Julian Scordato is a composer, multimedia artist and technologist. He graduated in composition and electronic music from the Conservatory of Venice and completed a master's degree in sound art at the University of Barcelona. Co-founding member of the Arazzi Laptop Ensemble, he was a research assistant at SaMPL – Sound and Music Processing Lab, Padua. As a music technologist, Scordato has presented results related to interactive performance systems and graphic notation tools in conferences and lectures. He has worked as professor of electronic music at the Conservatories of Brescia and Salerno, and currently holds the chair of electroacoustic music composition at the Conservatory of Cuneo, Italy.

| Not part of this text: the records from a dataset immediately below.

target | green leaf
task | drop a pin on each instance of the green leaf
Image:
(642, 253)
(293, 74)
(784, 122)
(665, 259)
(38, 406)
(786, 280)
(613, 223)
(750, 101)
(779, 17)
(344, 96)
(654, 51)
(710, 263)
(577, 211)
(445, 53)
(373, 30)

His award-winning electroacoustic and audiovisual works have been performed and exhibited in international festivals and institutions including Venice Biennale, Institute of Contemporary Arts (London), Centre de Cultura Contemporània de Barcelona, Prague Quadrennial of Performance Design and Space, Cervantes Institute (Rio de Janeiro), Gaudeamus Music Week (Utrecht), Centre for Contemporary Arts (Glasgow), Sonorities Festival (Belfast), Seoul International Computer Music Festival, Art & Science Days (Bourges), Kochi-Muziris Biennale, Center for Computer Research in Music and Acoustics (Stanford), Contemporary Music Research Center (Athens), ZKM Center for Art and Media Karlsruhe, Spektrum Art Science Community (Berlin), and New York City Electroacoustic Music Festival. His music has been broadcast by Radio UNAM, NAISA Webcast, Resonance FM, RAI Radio3, RadioCemat, Radio Papesse, RadioCona, Radiophrenia, Radio Gracia, Radio Circulo, and other stations. His scores have been published by Ars Publica and Taukay Edizioni Musicali.

 

Study for a cosmic city, 7', 2018, Italy

Study for a cosmic city is inspired by a utopian urban proposal exposed by the composer and architect Iannis Xenakis in an essay entitled "La Ville Cosmique" (1965).
As an attempt to relate computer graphics to sound formalization, the structures characterizing the utopian city are designed using superquadratic curves – instead of hyperbolic paraboloids as in Xenakis – which can describe reasonable variations of both amplitude and pitch. Parameter values extracted from buildings and paths are used to process sound materials from unidentified radio transmissions actually received worldwide. In the graphic representation, each building transmits a specific radio signal whose quality and intensity depend on cursor's position, also interfering with the other sound sources. Paths on the ground, instead, define the meso- and macro-formal articulation of the audiovisual work as well as the spatialization of processed audio signals.